I'm doing some work trying to recommend documents, and to do so I am using the Cosine Similarity method. Here is the code for that method:
static double cosineSimilarity(HashMap<String, Double> v1, HashMap<String, Double> v2)
{
Set<String> both = v1.keySet();
both.retainAll(v2.keySet());
double sclar = 0, norm1 = 0, norm2 = 0;
for (String k : both)
{
sclar += v1.get(k) * v2.get(k);
}
for (String k : v1.keySet())
{
norm1 += v1.get(k) * v1.get(k);
}
for (String k : v2.keySet())
{
norm2 += v2.get(k) * v2.get(k);
}
return sclar / Math.sqrt(norm1 * norm2);
}
The problem is that the outcome varies depending on the order that the parameters are passed. For example if I call cosineSimilarity(v1, v2)
it will return 0.3
but if I call cosineSimilarity(v2, v1)
it will return a completely different value.
I figure this has something to do with the fact that Map.keySet()
returns a set backed by the map, but I do not fully understand the implications of this.
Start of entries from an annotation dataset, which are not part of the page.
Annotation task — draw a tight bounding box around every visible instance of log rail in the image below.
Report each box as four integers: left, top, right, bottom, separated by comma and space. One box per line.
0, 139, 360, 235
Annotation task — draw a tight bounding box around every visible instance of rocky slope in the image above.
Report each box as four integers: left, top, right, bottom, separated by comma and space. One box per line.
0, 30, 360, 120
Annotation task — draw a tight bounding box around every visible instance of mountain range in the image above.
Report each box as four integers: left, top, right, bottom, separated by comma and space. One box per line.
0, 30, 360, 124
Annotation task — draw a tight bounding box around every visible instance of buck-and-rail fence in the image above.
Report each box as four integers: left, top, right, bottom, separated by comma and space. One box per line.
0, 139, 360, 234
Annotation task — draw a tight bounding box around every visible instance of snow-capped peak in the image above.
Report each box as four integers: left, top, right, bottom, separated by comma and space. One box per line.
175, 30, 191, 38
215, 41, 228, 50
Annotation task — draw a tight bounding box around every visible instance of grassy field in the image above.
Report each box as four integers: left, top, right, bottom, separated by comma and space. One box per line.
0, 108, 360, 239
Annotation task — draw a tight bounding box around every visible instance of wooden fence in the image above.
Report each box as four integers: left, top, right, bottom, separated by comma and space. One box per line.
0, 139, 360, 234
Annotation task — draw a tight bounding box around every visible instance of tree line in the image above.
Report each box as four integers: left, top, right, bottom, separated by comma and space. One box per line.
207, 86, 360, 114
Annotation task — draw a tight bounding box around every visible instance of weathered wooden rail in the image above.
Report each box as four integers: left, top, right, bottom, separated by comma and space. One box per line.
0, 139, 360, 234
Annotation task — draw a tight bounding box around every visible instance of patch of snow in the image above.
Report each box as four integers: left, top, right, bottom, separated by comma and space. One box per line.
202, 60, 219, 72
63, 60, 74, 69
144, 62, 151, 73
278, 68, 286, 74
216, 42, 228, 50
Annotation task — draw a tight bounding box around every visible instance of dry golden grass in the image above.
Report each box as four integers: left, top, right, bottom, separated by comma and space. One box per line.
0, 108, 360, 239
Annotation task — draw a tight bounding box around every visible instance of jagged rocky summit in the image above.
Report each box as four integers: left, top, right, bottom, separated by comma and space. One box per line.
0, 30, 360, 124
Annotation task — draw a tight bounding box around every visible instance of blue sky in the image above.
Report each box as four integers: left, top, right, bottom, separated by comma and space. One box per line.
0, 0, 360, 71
Can anyone see where the method is going wrong?
Try
Set<String> both = new HashSet<String>(v1.keySet());
instead of
Set<String> both = v1.keySet();
You shouldn't modify set you got from keySet
method because map uses it and when you remove elements from it (by retainAll
in your case) elements also removed from map. Example:
Map<Integer, Integer> mp = new HashMap<Integer, Integer>();
mp.put(1, 1);
System.out.println(mp); // output {1=1}
mp.keySet().remove(1);
System.out.println(mp); // output {}